Fighting this culture of deceptive aggression requires some willingness to shift allegiances. It means working with, for example, a religious person who thinks that deception is evil and that we have a moral responsibility to presume that others are innocent unless the evidence compels us to adopt the belief that they are worthy of being condemned. And it means a willingness to take on those who spread unfounded rumor and innuendo even when it targets the people we think deserved to be targeted.

We should sometimes be prepared to say, "I think those people are wrong and are deserving of condemnation, but they should be condemned for what they have done in fact, not for things that you made up or that you accepted willingly without evidence."

Conclusion

The moral of this post remains that we should not focus our criticism for recent deceptions on McCain himself or his campaign. We need to target our criticism on the subculture that feeds off of this type of behavior – on those people who live around us who unthinkingly accept and pass on aggressive deceptions because they find it entertaining. Entertaining, that is, to contribute to a practice that poisons American culture and leaves all of us worse off.

1 comment:

  1. alonzo:

    I wonder why you call it a "subculture"? I agree with everything you say in your post. I only have trouble with your use of the term "subculture". It would appear that the only time US America shows any concern about the truth is when one of your political parties tells untruths about the other and the offended party speaks up. Meanwhile, US America can lie to the world with impunity. Although US America has millions of honest citizens, they don't, or won't, have any affect on the liars. Consequently, telling lies IS the US American CULTURE!
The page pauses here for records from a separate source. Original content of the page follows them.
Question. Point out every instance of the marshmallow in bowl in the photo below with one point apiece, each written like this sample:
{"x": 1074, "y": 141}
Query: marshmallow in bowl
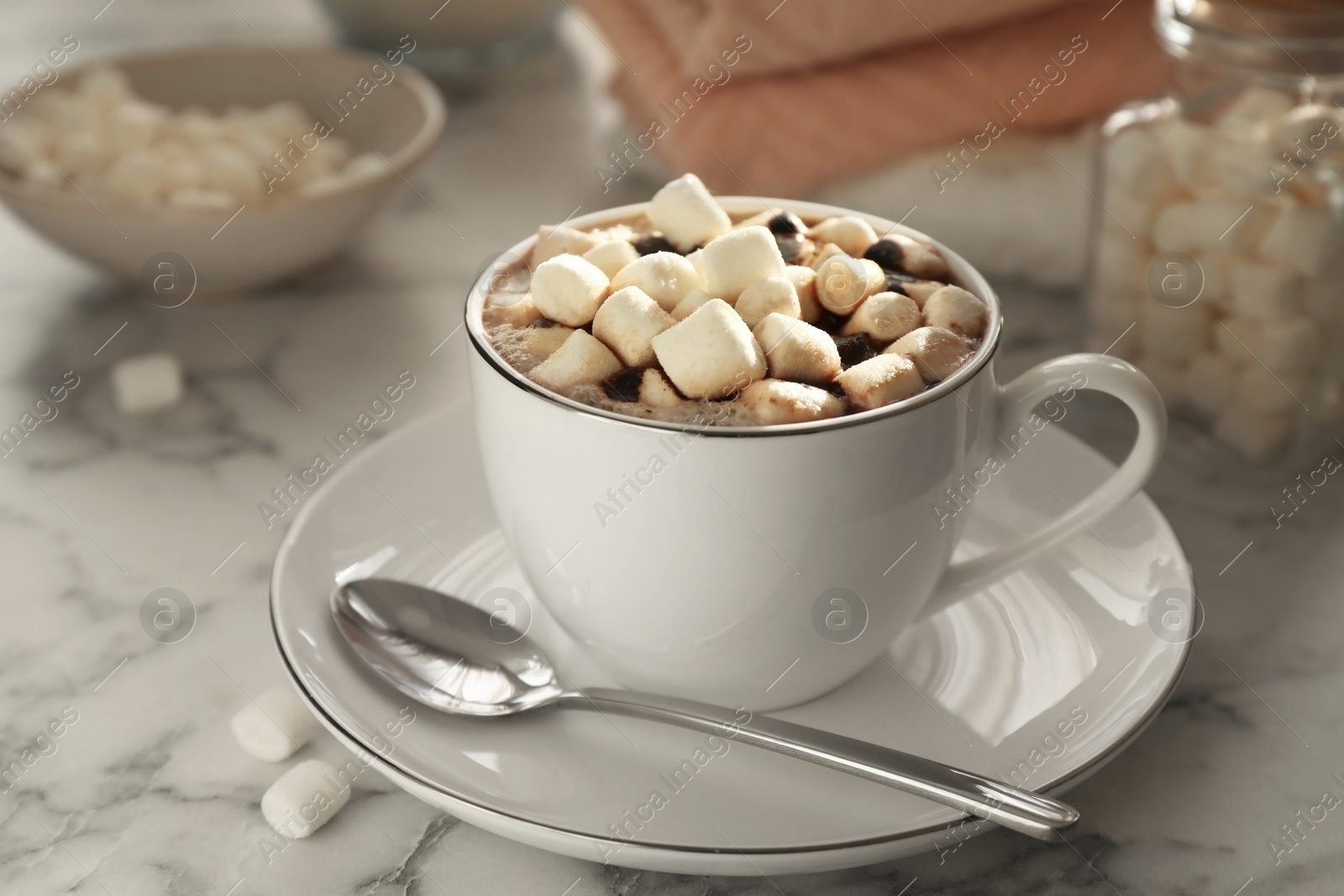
{"x": 687, "y": 214}
{"x": 580, "y": 359}
{"x": 273, "y": 726}
{"x": 664, "y": 277}
{"x": 678, "y": 332}
{"x": 783, "y": 402}
{"x": 739, "y": 258}
{"x": 711, "y": 354}
{"x": 936, "y": 352}
{"x": 628, "y": 322}
{"x": 569, "y": 289}
{"x": 958, "y": 309}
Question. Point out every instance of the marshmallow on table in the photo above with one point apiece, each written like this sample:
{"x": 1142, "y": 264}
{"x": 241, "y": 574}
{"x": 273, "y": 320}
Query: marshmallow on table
{"x": 569, "y": 289}
{"x": 543, "y": 338}
{"x": 1258, "y": 437}
{"x": 958, "y": 311}
{"x": 273, "y": 726}
{"x": 656, "y": 391}
{"x": 797, "y": 351}
{"x": 850, "y": 233}
{"x": 806, "y": 288}
{"x": 900, "y": 253}
{"x": 580, "y": 359}
{"x": 739, "y": 258}
{"x": 690, "y": 304}
{"x": 306, "y": 799}
{"x": 628, "y": 322}
{"x": 711, "y": 354}
{"x": 1267, "y": 291}
{"x": 1301, "y": 237}
{"x": 880, "y": 380}
{"x": 664, "y": 277}
{"x": 843, "y": 282}
{"x": 783, "y": 402}
{"x": 936, "y": 352}
{"x": 559, "y": 241}
{"x": 612, "y": 255}
{"x": 147, "y": 383}
{"x": 886, "y": 317}
{"x": 1173, "y": 333}
{"x": 1210, "y": 383}
{"x": 687, "y": 214}
{"x": 773, "y": 295}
    Its like having a neighbor with a dog that bites and barks. The members of the household may be great people . . . but they don't know how to control their pooch!

    On other topics, it doesn't appear to matter how "thick US America spreads it".

    Whether it is a big matter, like the assassination of a President and the outrageously flawed Warren Commission report, or trivial matters like the location of the first baseball game (it wasn't in US America), your citizens are generally immune to lies. The kids are brought up to believe. Then they grow up and can't tell bullshit from putty.

    Vocal minorities do speak up. (You are one of them) Few listen. Is it any wonder that the religious right -- the organized Christian extremists -- are so strong? They start feeding BS to the kids from an early age. What can you expect?